Snake Bite is the result of two friends with a common interest in the craft beer industry planning to start their own beverage company. Wilson Barr and Tommy Hester, founders of WG Barr Beverage Company, met at Williams College in 2007, where they were teammates on the baseball team. However, it wasn’t until Barr studied abroad and visited Great Britain that the friends began hatching their plans for Snake Bite.
“During my time in the UK, I saw people at pubs ordering round after round of this mixture of lager and cider called Snake Bite,” says Barr. “It was flavorful, crisp and really easy to drink. I quickly realized Snake Bite had the potential to be a successful beverage in the United States.”
When Barr returned to the US, he and Hester realized that there was a great opportunity, due to the rapidly growing cider industry and the fact that it hasn’t been done before, to be the first to bottle and sell Snake Bite in the United States. Now two years later, after crafting a business plan and spending many late nights taste testing, the founders launched the beverage. Snake Bite is a new version of the British pub favorite bottled for the first time. The result is a refreshing, crisp, and cold beverage for beer drinkers and cider drinkers to enjoy equally.
“Our product is unique and one of the first beer cocktails on the market,” explains Hester. “We fill an exciting new niche in the industry.”
“Snake Bite will appeal to a wide range of people,” Barr adds. “Our blend lets you taste the characteristics of both the lager and the cider, making Snake Bite simultaneously balanced, refreshing, and very drinkable.”

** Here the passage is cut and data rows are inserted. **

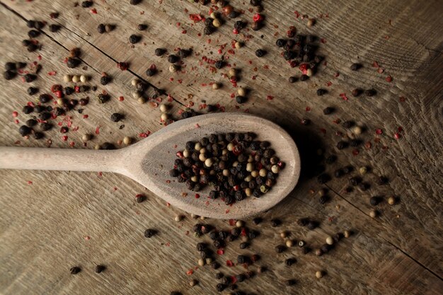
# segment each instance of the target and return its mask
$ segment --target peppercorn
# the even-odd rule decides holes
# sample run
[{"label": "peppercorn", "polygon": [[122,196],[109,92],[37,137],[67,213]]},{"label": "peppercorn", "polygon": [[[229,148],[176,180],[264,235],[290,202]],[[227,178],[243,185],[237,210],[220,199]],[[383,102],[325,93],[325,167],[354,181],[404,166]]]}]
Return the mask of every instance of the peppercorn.
[{"label": "peppercorn", "polygon": [[40,124],[40,129],[43,131],[47,131],[52,128],[52,125],[51,123],[43,122]]},{"label": "peppercorn", "polygon": [[155,229],[148,229],[146,231],[144,231],[145,238],[151,238],[153,236],[154,236],[156,233],[157,233],[157,231],[156,231]]},{"label": "peppercorn", "polygon": [[376,91],[375,91],[375,89],[368,89],[364,91],[364,94],[366,95],[366,96],[374,96],[376,94]]},{"label": "peppercorn", "polygon": [[62,28],[60,25],[54,24],[50,25],[49,26],[50,31],[52,33],[57,32],[60,29],[60,28]]},{"label": "peppercorn", "polygon": [[80,59],[79,59],[77,57],[68,57],[68,60],[66,64],[69,69],[73,69],[80,64]]},{"label": "peppercorn", "polygon": [[[326,94],[327,93],[328,93],[328,91],[326,89],[323,89],[323,88],[318,88],[318,89],[317,89],[317,96],[321,96],[323,94]],[[326,115],[326,114],[325,114],[325,115]]]},{"label": "peppercorn", "polygon": [[[15,74],[14,74],[14,76],[15,76]],[[30,83],[37,79],[37,76],[34,75],[33,74],[26,74],[25,76],[23,76],[23,78],[25,79],[25,81],[26,83]]]},{"label": "peppercorn", "polygon": [[381,198],[378,196],[371,197],[371,198],[369,199],[369,203],[371,203],[372,206],[378,205],[381,201]]},{"label": "peppercorn", "polygon": [[306,81],[309,77],[307,75],[301,75],[300,76],[300,81]]},{"label": "peppercorn", "polygon": [[106,269],[106,267],[105,265],[98,265],[96,266],[96,273],[99,274],[101,272],[103,272],[103,270],[105,270]]},{"label": "peppercorn", "polygon": [[84,1],[83,2],[81,2],[81,7],[87,8],[92,6],[93,4],[93,2],[91,1]]},{"label": "peppercorn", "polygon": [[71,267],[69,270],[69,272],[71,274],[76,274],[81,271],[81,269],[77,266],[74,266],[74,267]]},{"label": "peppercorn", "polygon": [[35,126],[37,125],[37,120],[34,119],[29,119],[26,120],[26,122],[25,124],[26,124],[26,126],[32,127],[33,126]]},{"label": "peppercorn", "polygon": [[30,38],[37,37],[40,35],[40,33],[37,30],[30,30],[29,32],[28,32],[28,35],[29,36]]},{"label": "peppercorn", "polygon": [[137,35],[132,34],[130,36],[129,40],[130,40],[130,43],[135,44],[135,43],[137,43],[139,41],[140,41],[140,40],[142,40],[142,37]]},{"label": "peppercorn", "polygon": [[38,114],[38,117],[40,120],[42,121],[46,121],[47,120],[49,120],[51,117],[51,114],[47,112],[42,112],[40,114]]},{"label": "peppercorn", "polygon": [[357,71],[362,66],[362,65],[361,64],[351,64],[350,68],[351,68],[352,71]]}]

While Snake Bite is bottled in 12-ounce bottles at the moment, with expansion, it will become available in kegs, 22-ounce bottles and cans in order to reach a larger market. Already, the beverage can be found in over 90 stores and 10 bars around the San Francisco Bay area. TW Pitchers plans to expand nationally but encourages consumers to “feel free to get the ball rolling and tell your favorite bar or retail store to wake up and smell the Snake Bite.”

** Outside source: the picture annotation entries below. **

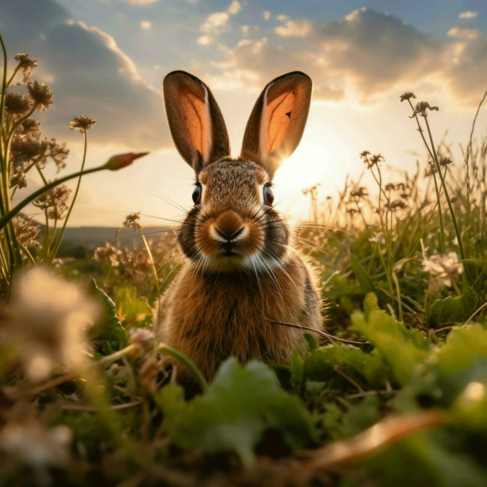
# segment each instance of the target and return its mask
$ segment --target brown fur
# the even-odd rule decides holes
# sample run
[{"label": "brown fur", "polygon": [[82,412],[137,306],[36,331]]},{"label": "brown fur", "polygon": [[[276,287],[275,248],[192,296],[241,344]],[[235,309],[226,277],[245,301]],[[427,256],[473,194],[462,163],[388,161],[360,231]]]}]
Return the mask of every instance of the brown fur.
[{"label": "brown fur", "polygon": [[[191,96],[197,99],[176,106],[181,96],[177,93],[187,96],[188,83]],[[202,194],[178,234],[185,262],[162,298],[161,335],[209,379],[232,355],[242,362],[288,360],[302,344],[303,332],[271,320],[317,330],[322,326],[313,270],[294,246],[286,222],[263,196],[263,186],[271,184],[276,154],[292,152],[301,138],[311,86],[303,73],[269,83],[257,100],[267,105],[254,107],[244,138],[243,154],[254,154],[255,160],[232,159],[228,155],[214,160],[215,156],[194,157],[200,149],[211,153],[224,147],[228,140],[209,88],[181,72],[164,80],[173,138],[195,169]],[[260,130],[262,123],[268,124],[266,131]],[[199,130],[208,131],[200,136]],[[266,138],[260,143],[262,137]],[[210,143],[201,142],[207,137]]]}]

Snake Bite contains 5.1% ABV. For more information, you can visit TWPitchers.com or email info@TWPitchers.com.
Branch Out Cider Releases First Cider
Branch Out Cider welcomed the release of their first cider, Perennial 2012, with an Orchard Party to celebrate the new product and the apple tree owners that contributed their apples to the making of the product.

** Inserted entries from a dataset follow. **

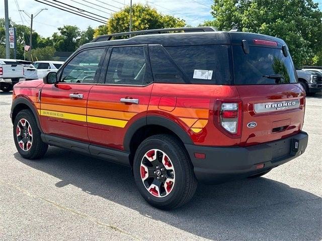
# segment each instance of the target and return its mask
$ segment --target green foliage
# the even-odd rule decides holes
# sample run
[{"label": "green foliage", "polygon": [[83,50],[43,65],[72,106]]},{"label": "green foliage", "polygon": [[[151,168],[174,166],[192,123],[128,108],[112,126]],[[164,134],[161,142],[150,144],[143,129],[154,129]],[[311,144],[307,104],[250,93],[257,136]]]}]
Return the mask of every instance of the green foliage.
[{"label": "green foliage", "polygon": [[74,51],[78,46],[78,39],[80,34],[79,29],[76,26],[64,25],[58,28],[59,33],[52,35],[54,47],[57,51]]},{"label": "green foliage", "polygon": [[312,0],[214,0],[211,8],[205,25],[280,38],[297,67],[322,61],[322,13]]},{"label": "green foliage", "polygon": [[[148,5],[134,4],[132,6],[132,31],[184,27],[184,20],[169,15],[163,15]],[[113,15],[105,26],[95,30],[95,36],[103,34],[122,33],[129,31],[130,7]],[[118,38],[127,38],[121,36]]]},{"label": "green foliage", "polygon": [[80,37],[78,40],[78,45],[82,45],[89,43],[93,40],[94,36],[94,30],[91,26],[89,26],[85,31],[80,34]]},{"label": "green foliage", "polygon": [[37,48],[31,50],[26,56],[27,58],[31,61],[41,60],[57,60],[58,57],[54,57],[56,50],[52,46],[44,48]]}]

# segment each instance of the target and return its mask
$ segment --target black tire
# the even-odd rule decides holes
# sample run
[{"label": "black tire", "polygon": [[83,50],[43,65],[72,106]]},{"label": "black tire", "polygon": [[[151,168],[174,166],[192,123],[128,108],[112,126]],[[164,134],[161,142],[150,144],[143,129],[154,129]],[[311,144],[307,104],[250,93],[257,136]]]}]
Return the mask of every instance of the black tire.
[{"label": "black tire", "polygon": [[[163,197],[157,197],[152,195],[141,178],[141,162],[145,154],[152,149],[158,149],[158,153],[157,152],[164,152],[171,160],[173,167],[171,168],[175,173],[172,189]],[[158,158],[155,158],[156,160]],[[185,204],[192,198],[197,188],[193,167],[184,146],[180,140],[170,135],[152,136],[141,143],[134,157],[133,174],[136,186],[143,197],[151,205],[162,209],[172,209]],[[148,174],[148,176],[149,177]],[[160,189],[159,190],[160,193]]]},{"label": "black tire", "polygon": [[267,171],[265,171],[264,172],[262,172],[261,173],[259,173],[258,174],[254,175],[253,176],[251,176],[250,177],[248,177],[249,178],[256,178],[257,177],[260,177],[262,176],[264,176],[265,174],[267,174],[269,172],[271,171],[272,169],[268,170]]},{"label": "black tire", "polygon": [[302,87],[303,87],[303,88],[305,90],[305,94],[308,96],[309,96],[310,91],[308,89],[308,85],[306,82],[303,81],[300,82],[300,84],[301,84],[301,85],[302,85]]},{"label": "black tire", "polygon": [[[27,128],[28,128],[28,127],[29,126],[31,127],[31,131],[30,132],[32,135],[29,135],[28,133],[29,132],[29,130],[26,131],[26,130],[23,129],[26,127],[22,127],[22,123],[20,122],[24,119],[25,120],[24,120],[24,122],[27,123],[25,125],[27,126],[28,124]],[[27,122],[26,122],[26,120]],[[21,133],[21,135],[19,135],[19,137],[18,136],[19,130],[17,127],[18,127],[18,124],[19,124],[19,129],[20,130],[20,133]],[[27,132],[27,134],[25,134],[24,132]],[[24,134],[23,134],[23,133]],[[14,122],[13,134],[15,144],[16,145],[17,150],[23,158],[27,159],[36,159],[43,157],[46,154],[48,148],[48,145],[44,143],[41,140],[40,131],[38,129],[35,116],[31,110],[24,109],[18,113]],[[25,136],[25,137],[21,137]],[[31,144],[30,144],[30,147],[29,149],[25,148],[27,146],[28,143],[26,143],[26,145],[24,145],[24,143],[21,143],[21,144],[20,144],[19,143],[18,139],[23,139],[24,138],[27,138],[27,140],[31,140]],[[25,141],[26,140],[22,140],[21,141]],[[21,147],[20,145],[22,145],[25,150],[23,150],[23,147]]]},{"label": "black tire", "polygon": [[4,92],[9,92],[12,90],[12,84],[8,83],[1,83],[0,89]]}]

Five years ago, Matt Fater and Aaron Fodge started making cider by hand-pressing apples. As they began sourcing apples though, they could help notice the amount of apple trees in and nearby the Fort Collins (CO) area – where they are located. As a result, they came up with the idea of a “community orchard.” The concept is easy – people with apple trees that have a surplus of apples or find their apples are beginning to turn can register their trees with Branch Out Cider and someone from the cider company (perhaps Fater or Fodge themselves since it’s a small operation) will come and harvest the apples. After, the apples are pressed and the juice is fermented. Excess pulp is fed to chickens.
Fater told InnovatioNews, “From August through October , we collected fruit from 40 different properties.” Fater and Fodge estimate that there may be more than 600 trees in the Fort Collins vicinity though so the company is hoping even more owners will register their trees with Branch Out Cider.
“The beauty of this business is that we don’t have to invest in an orchard,” said Fodge to InnovatioNews. “Instead, we’re investing in relationships with our neighbors and utilizing a resource that would otherwise go to waste.”
The “community orchard” apples used for Perennial 2012 produced a dry, sparkling cider blended from Empire, Portland, Winesaps, McIntosh, Red Delicious and a number of heirloom apple varieties. With an 8.5% alcohol content, the cider can be found in 750ml bottles in select locations in the Fort Collins (CO) area. There were a little over 170 cases produced (2,000 bottles) though so get it as soon as you can!